The next thing to do would be to learn more about the sample and determine the liquids in which the compound may be soluble. The stationary phase is the most significant influencer of HPLC selectivity. Therefore, selecting the right mode of chromatography and column is the most crucial phase of HPLC method development. Once selected, test and establish data to demonstrate that it meets both manufacturer’s specification and method requirements. First, avoid using additives as they may cause problems later. If needed, add them later. Employ a gradient method to detect all the compounds and elution conditions. If compounds are visible under a UV/VIS detector, use a Diode Array Detector. Shun the use of single or multi-wavelength detectors, as they invite errors and raise analysis costs.

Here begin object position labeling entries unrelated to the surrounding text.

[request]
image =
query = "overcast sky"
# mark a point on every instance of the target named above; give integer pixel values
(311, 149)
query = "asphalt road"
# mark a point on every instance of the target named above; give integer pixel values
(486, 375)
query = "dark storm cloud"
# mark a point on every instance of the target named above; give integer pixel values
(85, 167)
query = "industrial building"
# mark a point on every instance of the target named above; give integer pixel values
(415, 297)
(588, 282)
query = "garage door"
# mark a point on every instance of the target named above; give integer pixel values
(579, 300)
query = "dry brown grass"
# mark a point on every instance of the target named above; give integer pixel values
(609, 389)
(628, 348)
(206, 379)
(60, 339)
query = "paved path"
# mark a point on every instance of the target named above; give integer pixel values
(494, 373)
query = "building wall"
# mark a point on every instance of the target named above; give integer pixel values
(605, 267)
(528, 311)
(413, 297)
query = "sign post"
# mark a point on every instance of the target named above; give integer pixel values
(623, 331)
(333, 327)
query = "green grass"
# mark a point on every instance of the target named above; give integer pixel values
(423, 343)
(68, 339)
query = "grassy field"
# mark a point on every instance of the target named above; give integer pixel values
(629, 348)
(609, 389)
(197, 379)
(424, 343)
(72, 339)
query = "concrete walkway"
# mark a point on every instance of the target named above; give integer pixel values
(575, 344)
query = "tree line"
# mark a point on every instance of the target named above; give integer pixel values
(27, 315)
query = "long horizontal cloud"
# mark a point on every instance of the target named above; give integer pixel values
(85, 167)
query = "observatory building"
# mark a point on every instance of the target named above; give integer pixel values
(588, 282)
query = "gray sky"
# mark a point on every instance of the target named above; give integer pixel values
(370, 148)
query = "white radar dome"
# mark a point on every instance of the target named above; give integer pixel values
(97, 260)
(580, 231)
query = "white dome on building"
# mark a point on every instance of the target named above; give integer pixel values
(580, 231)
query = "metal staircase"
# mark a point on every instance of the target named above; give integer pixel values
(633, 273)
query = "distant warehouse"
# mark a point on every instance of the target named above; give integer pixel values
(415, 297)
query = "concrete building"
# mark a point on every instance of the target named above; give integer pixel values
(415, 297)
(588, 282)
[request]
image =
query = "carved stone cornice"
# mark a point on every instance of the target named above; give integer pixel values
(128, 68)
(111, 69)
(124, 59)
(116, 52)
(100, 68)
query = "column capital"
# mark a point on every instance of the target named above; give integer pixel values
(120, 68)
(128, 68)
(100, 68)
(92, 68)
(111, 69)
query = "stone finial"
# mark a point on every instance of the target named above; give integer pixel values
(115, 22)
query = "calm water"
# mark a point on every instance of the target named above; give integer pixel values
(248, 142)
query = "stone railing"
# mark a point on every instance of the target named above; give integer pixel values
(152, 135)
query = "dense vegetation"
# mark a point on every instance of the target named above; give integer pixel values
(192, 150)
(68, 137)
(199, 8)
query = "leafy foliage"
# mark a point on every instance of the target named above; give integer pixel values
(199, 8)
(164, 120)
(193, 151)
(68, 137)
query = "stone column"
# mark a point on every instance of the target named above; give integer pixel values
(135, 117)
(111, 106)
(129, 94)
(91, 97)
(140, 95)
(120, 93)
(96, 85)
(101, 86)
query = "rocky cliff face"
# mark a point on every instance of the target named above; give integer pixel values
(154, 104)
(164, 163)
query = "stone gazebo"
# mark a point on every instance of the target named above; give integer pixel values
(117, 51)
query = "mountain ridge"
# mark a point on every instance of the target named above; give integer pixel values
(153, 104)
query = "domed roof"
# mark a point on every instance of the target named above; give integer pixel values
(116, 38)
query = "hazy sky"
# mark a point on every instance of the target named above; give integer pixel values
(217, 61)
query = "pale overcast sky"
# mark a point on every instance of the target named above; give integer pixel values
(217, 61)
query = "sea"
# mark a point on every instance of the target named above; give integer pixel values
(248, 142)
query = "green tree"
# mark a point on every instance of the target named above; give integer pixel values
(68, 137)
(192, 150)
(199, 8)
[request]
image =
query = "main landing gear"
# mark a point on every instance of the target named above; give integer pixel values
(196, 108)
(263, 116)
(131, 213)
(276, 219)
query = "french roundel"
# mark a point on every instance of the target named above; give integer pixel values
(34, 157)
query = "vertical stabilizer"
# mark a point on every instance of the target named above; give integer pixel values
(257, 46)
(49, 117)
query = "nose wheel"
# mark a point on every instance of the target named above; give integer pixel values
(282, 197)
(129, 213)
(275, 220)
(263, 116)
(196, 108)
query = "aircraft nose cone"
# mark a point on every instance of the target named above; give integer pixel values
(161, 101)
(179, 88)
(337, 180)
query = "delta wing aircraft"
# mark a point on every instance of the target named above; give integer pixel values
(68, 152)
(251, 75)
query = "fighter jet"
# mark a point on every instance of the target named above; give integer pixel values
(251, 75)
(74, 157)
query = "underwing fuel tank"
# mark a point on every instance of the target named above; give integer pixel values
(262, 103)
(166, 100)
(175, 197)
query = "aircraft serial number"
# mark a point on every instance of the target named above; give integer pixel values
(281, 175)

HPLC method development and validation are two different processes, but at times are performed simultaneously for faster method validation. If HPLC is used in quality control, it is critical to ensure an acceptable level of confidence that results are viable. Similar to LC-MS analysis, HPLC or lcms testing should be performed within good laboratory practice and good manufacturing practice environments. As both the FDA and USP refer to ICH guidelines, it is crucial to develop HPLC analysis using ICH recommendations.